C’est pourquoi il devient particulièrement urgent de travailler en étroite communion d’intention et de réalisations pratiques avec les autres services pastoraux, à partir d’un principe commun et en vue d’un but commun. En particulier, je l’ai déjà dit, avec la pastorale familiale et la pastorale de jeunes, avec lesquelles existe une convergence naturelle et inévitable d’objectifs et une complémentarité d’action. Mais il sera nécessaire et de plus en plus naturel de collaborer avec d’autres secteurs par exemple avec le mouvement (et la culture) pour la vie (si vie signifie vocation), avec la formation permanente des prêtres (seul celui qui prend soin de sa propre formation continue peut être animateur vocationnel), avec le renouveau de la catéchèse (liée par nature à un choix de vie), avec le monde du volontariat (comme exercice de choix de vie), avec la pastorale des malades, etc. C’est vraiment cette collaboration et seulement elle qui nous fera sortir, j’en suis sûr, de la crise des vocations. Il est vrai que la pastorale des vocations est la perspective originelle et unitaire de la pastorale, ou que la vocation est « le cœur battant de la pastorale unitaire (3) », étant donné que la foi elle-même est la réponse personnelle, libre et responsable, à l’appel de Dieu ; en réalité, les deux autres pastorales revendiquent aussi d’être au centre, pour des motifs plausibles sur le plan doctrinal et pastoral et elles enrichissent la proposition vocationnelle. Si l’Eglise est ce jardin dont nous parlions au début, il est indispensable que nous trouvions le moyen de travailler ensemble sur le même terrain pour qu’il fleurisse.

La convergence en actes

Un SDV devra alors travailler en étroite collaboration avec ces deux services, en les sollicitant d’une manière ou d’une autre pour faire émerger leur perspective vocationnelle et leur apport propre en ce sens. La collaboration sincère entre ces services met en route un authentique cercle herméneutique vocationnel.
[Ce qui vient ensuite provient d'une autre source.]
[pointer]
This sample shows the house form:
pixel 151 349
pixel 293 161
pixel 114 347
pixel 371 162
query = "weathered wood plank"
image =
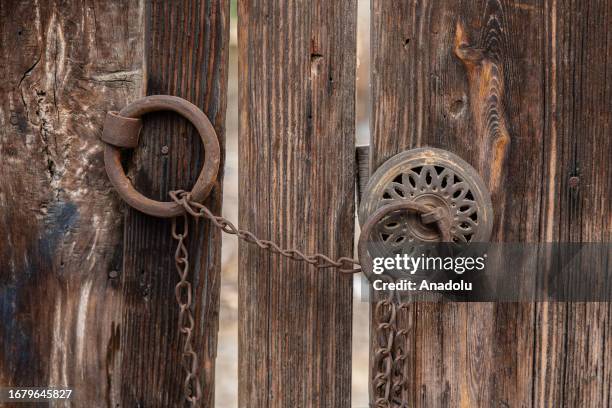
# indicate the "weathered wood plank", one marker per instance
pixel 297 80
pixel 467 76
pixel 60 302
pixel 573 348
pixel 186 55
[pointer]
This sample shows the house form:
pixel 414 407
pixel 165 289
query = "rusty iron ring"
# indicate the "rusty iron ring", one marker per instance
pixel 208 174
pixel 428 214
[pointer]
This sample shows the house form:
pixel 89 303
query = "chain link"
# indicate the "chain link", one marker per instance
pixel 318 260
pixel 183 290
pixel 186 323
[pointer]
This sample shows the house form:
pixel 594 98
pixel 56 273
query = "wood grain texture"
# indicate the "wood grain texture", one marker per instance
pixel 74 310
pixel 297 80
pixel 60 307
pixel 574 340
pixel 495 82
pixel 186 55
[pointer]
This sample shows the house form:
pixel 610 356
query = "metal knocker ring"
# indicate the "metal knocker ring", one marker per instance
pixel 121 130
pixel 428 214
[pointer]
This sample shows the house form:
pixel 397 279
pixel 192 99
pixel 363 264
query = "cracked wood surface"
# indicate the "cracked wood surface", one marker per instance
pixel 74 310
pixel 297 124
pixel 520 90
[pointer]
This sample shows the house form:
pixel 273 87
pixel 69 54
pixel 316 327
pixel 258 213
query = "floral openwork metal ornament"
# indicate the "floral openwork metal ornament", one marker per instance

Une pastorale familiale vocationnelle
Les parents sont « les premiers éducateurs naturels des vocations (4) » parce qu’eux seuls peuvent transmettre la vérité de la vie, et surtout la signification de l’existence comme un bien reçu qui tend par nature à devenir un bien donné (5). » La racine ou la semence de la disponibilité à la vocation est semée par les parents ; en cela personne ne peut les remplacer ; le faire plus tard est toujours plus difficile. Les parents qui ne transmettent pas ce sens vocationnel de la vie ne sont pas des éducateurs.
Je voudrais préciser encore plus : dans un projet vocationnel, le désir principal de l’éducateur en famille est de transmettre par-dessus tout la première partie du principe vocationnel : la vie est un bien reçu. Ce qui signifie former au sens de la gratitude, de la reconnaissance du don, de la conviction que tout ce que l’on a et tout ce que l’on est, on l’a reçu, que l’on n’est pas sa propre origine, mais qu’un autre (un Autre) nous a préférés à la non-existence... Sans cette sécurité émotive, il n’y a pas de capacité décisionnelle possible (6).
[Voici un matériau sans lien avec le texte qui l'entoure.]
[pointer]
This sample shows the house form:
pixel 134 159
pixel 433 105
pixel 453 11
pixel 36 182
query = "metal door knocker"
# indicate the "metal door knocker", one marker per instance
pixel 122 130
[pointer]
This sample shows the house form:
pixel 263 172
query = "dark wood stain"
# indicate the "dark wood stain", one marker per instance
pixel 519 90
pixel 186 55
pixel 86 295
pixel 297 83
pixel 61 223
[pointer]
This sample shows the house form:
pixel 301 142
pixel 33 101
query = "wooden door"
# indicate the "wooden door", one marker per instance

Cela implique que le travail vocationnel « radical » et premier est celui des familles. Si nous voulons des vocations, nous devons prendre soin des familles ; un SDV devra donc contribuer à la formation des fiancés puis des parents à cette conception vocationnelle du mariage : transmettre à leurs enfants une logique vocationnelle de la vie, être en ce sens les premiers exemples de générosité, de gratuité, d’ouverture aux autres et aux pauvres en particulier, de sens des responsabilités et de la solidarité, de sobriété et de simplicité de vie, de courage pour affronter les difficultés et de renoncement.
Il est surtout important de rappeler qu’une telle éducation au sens vocationnel de la vie (éducation à l’amour en fin de compte) ne s’ajoute pas aux tâches et devoirs familiaux, mais en constitue la vérité la plus intime et la plus profonde. Le SDV ne fait pas figure d’intrus, puisque l’éducation vocationnelle n’est pas une superstructure, mais qu’elle explicite la nature et l’identité de l’éducation familiale. Seul celui qui a appelé à la vie terrestre peut éduquer à percevoir l’autre voix, la voix de celui qui appelle à la plénitude de la vie.
Mais il est alors nécessaire de sortir d’une certaine rhétorique, pourtant bien enracinée dans la tradition chrétienne, la rhétorique cachée dans des expressions pourtant respectables comme : « offrir ses propres fils à l’Eglise » ou encore : « le plus grand don que Dieu puisse faire à une famille, c’est un fils prêtre. » Il y a du vrai dans cette phrase, mais il est aujourd’hui nécessaire d’insister sur le fait qu’en aucun cas les parents croyants ne sont appelés à offrir leur enfant à Dieu, c’est-à-dire à l’Eglise, à la société civile, à l’engagement social ou politique... au sens proprement vocationnel enraciné dans la signification élémentaire de l’existence humaine (« la vie est un bien reçu qui tend... ») et le don le plus grand que Dieu peut faire à une famille est que les enfants nés en son sein répondent tous et chacun personnellement au projet de Dieu sur chacun d’eux, au « rêve » que Dieu a sur eux.
Il est évident que tout ceci demande à la pastorale des vocations de s’ouvrir à une perspective ample et riche de l’idée de vocation, ou de respecter le cercle herméneutique vocationnel qui est le propre d’une telle perspective. C’est un avantage de l’animation vocationnelle de pouvoir faire un certain type de propositions ; c’est un avantage de l’Eglise et de la société civile.
Ceci ne signifie pas que la pastorale des vocations ne puisse pas et ne doive pas rappeler aux parents qu’ils doivent éduquer à une « écoute à 360 degrés » du projet de Dieu sur leurs enfants, avoir le courage non seulement de ne pas exclure, mais de proposer les choix qui peuvent sembler les plus difficiles, comme celui de la vocation presbytérale ou religieuse.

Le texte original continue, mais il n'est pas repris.